National Geographic Channel has released the first photos from the set of Saints & Strangers, a film that tells a more accurate version of the Mayflower/Pilgrims story, and three Native American actors are prominently showcased.
In the still, Kalani Queypo, Raul Trujillo, and Tatanka Means are featured in costume; the trio play, respectively, Squanto, Massasoit, and Hobbamock.
"Saints & Strangers isn’t your grandmother’s Thanksgiving pilgrims story," according to Yahoo News. "National Geographic Channel’s upcoming original four-hour movie event digs deep into Plymouth lore, telling the sometimes-harsh, often-uplifting tale of 101 men, women, and children who crossed the fearsome Atlantic Ocean to settle into the New World."
The three-month shoot is still underway in South Africa. Tatanka Means tells ICTMN that the target premiere date of the four-hour movie event is in November. "The language we will be speaking is Western Abenaki (Eastern Algonquian)," he adds, "and it's being taught by dialect coach and speaker Jesse Bowman Bruchac."
Queypo, Trujillo, Means on the set of 'Saints & Strangers.' Courtesy National Geographic Channel.

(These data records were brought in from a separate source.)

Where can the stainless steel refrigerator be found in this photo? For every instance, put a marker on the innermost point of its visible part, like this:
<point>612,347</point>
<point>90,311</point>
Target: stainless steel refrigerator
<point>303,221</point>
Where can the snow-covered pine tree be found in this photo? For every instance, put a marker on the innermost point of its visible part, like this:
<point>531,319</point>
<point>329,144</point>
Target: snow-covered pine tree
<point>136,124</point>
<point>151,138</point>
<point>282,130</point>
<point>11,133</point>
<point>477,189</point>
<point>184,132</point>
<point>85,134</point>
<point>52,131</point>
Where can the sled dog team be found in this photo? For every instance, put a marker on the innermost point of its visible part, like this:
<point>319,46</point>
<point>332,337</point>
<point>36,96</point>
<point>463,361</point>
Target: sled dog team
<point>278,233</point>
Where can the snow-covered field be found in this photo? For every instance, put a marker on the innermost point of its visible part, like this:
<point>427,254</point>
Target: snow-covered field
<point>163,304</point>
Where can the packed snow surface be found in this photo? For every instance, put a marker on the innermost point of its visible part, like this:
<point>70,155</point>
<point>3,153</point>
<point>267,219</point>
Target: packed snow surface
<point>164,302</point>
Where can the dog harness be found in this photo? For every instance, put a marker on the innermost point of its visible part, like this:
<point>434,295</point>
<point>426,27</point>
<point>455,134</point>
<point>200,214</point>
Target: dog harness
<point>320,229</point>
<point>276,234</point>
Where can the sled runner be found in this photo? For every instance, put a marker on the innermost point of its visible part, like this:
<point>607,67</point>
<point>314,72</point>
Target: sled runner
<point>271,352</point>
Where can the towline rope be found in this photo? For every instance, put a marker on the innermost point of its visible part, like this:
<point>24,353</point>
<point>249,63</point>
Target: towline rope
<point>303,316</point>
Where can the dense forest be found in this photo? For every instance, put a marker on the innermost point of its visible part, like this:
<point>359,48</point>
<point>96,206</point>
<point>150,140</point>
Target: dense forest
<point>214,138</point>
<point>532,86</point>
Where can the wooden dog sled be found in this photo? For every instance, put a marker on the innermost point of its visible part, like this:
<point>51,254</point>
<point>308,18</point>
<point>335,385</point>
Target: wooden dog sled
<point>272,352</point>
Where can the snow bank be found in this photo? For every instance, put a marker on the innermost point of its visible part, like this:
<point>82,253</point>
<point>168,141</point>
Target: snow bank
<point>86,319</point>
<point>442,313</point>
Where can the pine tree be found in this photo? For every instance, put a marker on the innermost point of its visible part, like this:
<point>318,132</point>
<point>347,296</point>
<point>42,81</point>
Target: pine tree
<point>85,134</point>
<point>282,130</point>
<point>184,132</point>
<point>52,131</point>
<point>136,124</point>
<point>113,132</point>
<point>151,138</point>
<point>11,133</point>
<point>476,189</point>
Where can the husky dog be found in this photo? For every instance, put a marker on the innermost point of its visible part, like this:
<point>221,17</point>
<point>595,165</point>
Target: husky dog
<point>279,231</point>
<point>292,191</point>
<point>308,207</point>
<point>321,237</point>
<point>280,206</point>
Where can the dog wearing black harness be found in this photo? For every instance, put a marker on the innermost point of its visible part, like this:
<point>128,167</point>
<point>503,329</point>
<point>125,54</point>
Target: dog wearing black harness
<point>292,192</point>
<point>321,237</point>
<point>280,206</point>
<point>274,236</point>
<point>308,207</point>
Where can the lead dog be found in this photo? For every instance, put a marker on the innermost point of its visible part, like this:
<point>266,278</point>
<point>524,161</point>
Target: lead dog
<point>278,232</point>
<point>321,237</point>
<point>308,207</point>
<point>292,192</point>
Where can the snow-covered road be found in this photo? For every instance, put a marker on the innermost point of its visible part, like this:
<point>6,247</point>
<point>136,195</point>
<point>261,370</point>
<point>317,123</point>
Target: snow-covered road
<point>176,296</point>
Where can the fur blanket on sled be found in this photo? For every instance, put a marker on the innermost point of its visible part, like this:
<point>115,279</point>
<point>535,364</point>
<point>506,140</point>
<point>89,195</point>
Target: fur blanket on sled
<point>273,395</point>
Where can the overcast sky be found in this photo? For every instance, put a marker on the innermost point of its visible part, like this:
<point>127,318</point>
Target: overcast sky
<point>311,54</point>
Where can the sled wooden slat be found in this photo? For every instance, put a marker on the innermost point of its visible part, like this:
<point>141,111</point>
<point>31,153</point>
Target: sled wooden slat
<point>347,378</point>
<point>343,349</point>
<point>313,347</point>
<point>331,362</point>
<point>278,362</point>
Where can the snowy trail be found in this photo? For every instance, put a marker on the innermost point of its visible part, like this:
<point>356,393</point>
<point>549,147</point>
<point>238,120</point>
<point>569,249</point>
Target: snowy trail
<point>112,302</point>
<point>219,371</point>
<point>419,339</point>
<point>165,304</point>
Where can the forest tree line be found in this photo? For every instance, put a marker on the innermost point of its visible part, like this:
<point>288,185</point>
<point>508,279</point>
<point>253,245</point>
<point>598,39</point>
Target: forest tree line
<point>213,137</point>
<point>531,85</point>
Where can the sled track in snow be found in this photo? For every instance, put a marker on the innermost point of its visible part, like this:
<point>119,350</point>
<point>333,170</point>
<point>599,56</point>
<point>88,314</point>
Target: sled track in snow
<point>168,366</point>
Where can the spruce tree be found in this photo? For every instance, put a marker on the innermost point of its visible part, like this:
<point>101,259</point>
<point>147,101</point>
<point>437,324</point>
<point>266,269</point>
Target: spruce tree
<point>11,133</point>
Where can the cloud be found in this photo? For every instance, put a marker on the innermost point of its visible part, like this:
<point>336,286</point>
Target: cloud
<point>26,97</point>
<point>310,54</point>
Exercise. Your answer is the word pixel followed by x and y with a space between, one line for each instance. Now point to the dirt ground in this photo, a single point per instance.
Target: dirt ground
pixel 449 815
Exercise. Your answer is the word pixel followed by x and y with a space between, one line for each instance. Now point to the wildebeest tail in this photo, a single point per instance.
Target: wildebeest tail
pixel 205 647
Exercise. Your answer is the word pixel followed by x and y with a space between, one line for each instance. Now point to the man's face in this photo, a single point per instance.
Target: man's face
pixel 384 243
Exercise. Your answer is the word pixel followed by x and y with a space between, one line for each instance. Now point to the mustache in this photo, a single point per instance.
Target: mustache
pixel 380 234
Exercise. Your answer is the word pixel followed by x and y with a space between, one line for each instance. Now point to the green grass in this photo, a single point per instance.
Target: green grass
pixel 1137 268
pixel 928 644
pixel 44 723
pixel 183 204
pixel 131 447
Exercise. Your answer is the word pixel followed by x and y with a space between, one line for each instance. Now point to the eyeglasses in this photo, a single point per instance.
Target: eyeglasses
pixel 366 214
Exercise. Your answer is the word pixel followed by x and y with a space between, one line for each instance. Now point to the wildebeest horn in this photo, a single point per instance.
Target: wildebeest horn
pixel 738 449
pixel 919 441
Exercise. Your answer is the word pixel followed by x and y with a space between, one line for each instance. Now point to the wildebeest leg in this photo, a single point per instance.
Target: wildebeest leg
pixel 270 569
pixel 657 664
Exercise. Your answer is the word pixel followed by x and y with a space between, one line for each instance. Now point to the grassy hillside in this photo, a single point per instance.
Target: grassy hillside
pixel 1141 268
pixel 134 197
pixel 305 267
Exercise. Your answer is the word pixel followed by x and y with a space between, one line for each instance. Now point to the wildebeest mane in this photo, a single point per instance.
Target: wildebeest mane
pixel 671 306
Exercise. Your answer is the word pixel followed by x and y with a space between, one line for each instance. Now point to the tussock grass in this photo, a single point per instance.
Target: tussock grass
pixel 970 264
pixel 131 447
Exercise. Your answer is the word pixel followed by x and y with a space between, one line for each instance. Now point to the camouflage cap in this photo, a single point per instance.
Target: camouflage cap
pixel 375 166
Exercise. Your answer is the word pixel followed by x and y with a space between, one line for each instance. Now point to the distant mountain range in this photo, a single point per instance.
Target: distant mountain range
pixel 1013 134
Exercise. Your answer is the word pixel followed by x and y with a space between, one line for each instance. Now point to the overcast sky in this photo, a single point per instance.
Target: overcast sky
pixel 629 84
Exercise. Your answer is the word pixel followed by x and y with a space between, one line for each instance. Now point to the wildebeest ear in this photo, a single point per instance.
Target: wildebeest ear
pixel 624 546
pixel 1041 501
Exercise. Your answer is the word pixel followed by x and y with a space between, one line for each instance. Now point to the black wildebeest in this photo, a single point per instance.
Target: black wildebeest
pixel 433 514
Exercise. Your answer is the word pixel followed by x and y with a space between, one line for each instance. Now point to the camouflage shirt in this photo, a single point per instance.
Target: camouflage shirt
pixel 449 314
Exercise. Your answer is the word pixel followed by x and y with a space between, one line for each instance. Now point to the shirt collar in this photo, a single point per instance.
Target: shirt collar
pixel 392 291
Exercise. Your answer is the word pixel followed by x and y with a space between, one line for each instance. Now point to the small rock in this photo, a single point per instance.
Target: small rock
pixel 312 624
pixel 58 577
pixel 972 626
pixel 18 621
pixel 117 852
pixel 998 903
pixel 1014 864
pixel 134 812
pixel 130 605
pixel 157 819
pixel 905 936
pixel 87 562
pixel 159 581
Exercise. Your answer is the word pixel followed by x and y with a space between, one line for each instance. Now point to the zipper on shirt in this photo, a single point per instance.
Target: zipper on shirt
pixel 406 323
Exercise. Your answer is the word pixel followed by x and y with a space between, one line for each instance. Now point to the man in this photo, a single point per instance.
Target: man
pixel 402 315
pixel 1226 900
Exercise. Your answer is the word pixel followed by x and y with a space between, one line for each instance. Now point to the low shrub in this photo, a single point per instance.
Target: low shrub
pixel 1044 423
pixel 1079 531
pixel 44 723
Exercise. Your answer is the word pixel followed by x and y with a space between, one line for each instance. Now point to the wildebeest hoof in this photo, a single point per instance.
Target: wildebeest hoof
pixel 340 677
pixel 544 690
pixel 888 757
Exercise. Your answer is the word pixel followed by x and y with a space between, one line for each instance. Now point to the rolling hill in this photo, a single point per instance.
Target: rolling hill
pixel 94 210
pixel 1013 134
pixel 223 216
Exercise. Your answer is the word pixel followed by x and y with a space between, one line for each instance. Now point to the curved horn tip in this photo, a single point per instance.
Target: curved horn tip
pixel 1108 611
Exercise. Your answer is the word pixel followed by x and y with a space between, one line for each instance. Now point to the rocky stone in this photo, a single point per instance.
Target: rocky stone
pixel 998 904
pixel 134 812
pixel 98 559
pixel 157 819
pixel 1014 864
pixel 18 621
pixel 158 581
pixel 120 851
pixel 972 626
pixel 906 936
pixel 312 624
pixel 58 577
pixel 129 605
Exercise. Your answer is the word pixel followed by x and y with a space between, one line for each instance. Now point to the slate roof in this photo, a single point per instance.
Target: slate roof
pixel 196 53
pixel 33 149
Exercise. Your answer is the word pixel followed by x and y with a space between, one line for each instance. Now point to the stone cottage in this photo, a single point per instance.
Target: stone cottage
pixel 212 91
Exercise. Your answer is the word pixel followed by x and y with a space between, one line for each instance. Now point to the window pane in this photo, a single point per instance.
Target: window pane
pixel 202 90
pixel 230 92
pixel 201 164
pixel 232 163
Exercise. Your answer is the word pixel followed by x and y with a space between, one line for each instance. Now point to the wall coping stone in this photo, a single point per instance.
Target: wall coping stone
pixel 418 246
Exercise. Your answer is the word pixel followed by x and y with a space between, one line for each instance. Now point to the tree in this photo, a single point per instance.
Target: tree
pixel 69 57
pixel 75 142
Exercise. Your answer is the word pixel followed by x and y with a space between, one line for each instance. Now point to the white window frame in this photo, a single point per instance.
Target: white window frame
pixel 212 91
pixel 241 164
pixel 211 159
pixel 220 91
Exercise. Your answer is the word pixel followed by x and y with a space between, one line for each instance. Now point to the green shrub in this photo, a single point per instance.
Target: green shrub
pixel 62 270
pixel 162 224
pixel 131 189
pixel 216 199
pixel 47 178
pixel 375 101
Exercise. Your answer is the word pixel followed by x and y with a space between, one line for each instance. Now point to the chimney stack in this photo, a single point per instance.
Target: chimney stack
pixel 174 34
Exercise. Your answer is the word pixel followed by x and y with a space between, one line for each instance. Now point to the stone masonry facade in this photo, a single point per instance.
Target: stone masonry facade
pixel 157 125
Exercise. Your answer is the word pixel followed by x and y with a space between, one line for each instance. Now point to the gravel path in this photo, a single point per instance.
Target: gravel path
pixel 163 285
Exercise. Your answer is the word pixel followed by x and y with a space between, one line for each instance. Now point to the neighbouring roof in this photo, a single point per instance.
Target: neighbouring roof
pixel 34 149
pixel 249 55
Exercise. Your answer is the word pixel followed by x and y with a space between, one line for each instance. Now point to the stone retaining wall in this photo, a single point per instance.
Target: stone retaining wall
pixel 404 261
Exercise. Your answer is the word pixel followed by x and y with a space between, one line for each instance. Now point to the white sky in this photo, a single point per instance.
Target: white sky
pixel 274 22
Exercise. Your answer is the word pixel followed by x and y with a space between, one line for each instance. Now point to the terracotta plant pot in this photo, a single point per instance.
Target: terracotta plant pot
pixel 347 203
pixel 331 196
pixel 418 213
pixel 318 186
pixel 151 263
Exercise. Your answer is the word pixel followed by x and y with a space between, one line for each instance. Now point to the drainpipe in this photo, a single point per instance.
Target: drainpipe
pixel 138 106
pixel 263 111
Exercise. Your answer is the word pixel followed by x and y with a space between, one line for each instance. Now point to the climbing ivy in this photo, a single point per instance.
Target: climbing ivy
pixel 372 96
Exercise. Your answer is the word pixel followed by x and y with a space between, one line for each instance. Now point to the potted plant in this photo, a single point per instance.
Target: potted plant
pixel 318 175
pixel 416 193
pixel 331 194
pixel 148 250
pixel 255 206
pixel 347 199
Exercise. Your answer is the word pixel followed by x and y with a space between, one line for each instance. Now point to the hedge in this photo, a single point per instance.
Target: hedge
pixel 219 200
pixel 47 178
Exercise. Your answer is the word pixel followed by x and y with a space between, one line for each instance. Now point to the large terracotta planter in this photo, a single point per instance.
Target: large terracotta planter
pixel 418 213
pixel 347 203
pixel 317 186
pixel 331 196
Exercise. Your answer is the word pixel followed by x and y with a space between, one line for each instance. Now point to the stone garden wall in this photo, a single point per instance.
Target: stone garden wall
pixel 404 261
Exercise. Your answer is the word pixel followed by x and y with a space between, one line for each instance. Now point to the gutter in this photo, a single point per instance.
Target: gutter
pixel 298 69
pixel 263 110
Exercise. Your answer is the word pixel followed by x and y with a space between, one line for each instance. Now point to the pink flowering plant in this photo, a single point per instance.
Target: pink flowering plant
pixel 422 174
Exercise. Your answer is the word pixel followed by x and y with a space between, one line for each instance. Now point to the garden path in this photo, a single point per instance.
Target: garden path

Trujillo (Apache, Comanche, Pueblo and Tlascalan) is one of Indian country's most accomplished actors, having appeared in the films The New World, Apocalypto, Cowboys & Aliens and Riddick. He's also a regular on TV, having appeared in recurring roles on acclaimed series True Blood, Da Vinci's Demons, and Salem. Means (Oglala Lakota, Omaha, Navajo) is known for his co-starring role in Tiger Eyes, and his recurring appearances on Banshee and The Night Shift. Queypo (Blackfeet, Native Hawaiian) can be seen in Slow West, a 2015 Sundance Grand Jury Prize winner. Non-native co-stars include Vincent Kartheiser (Mad Men), Ron Livingston (Band of Brothers) and Ray Stevenson (Rome).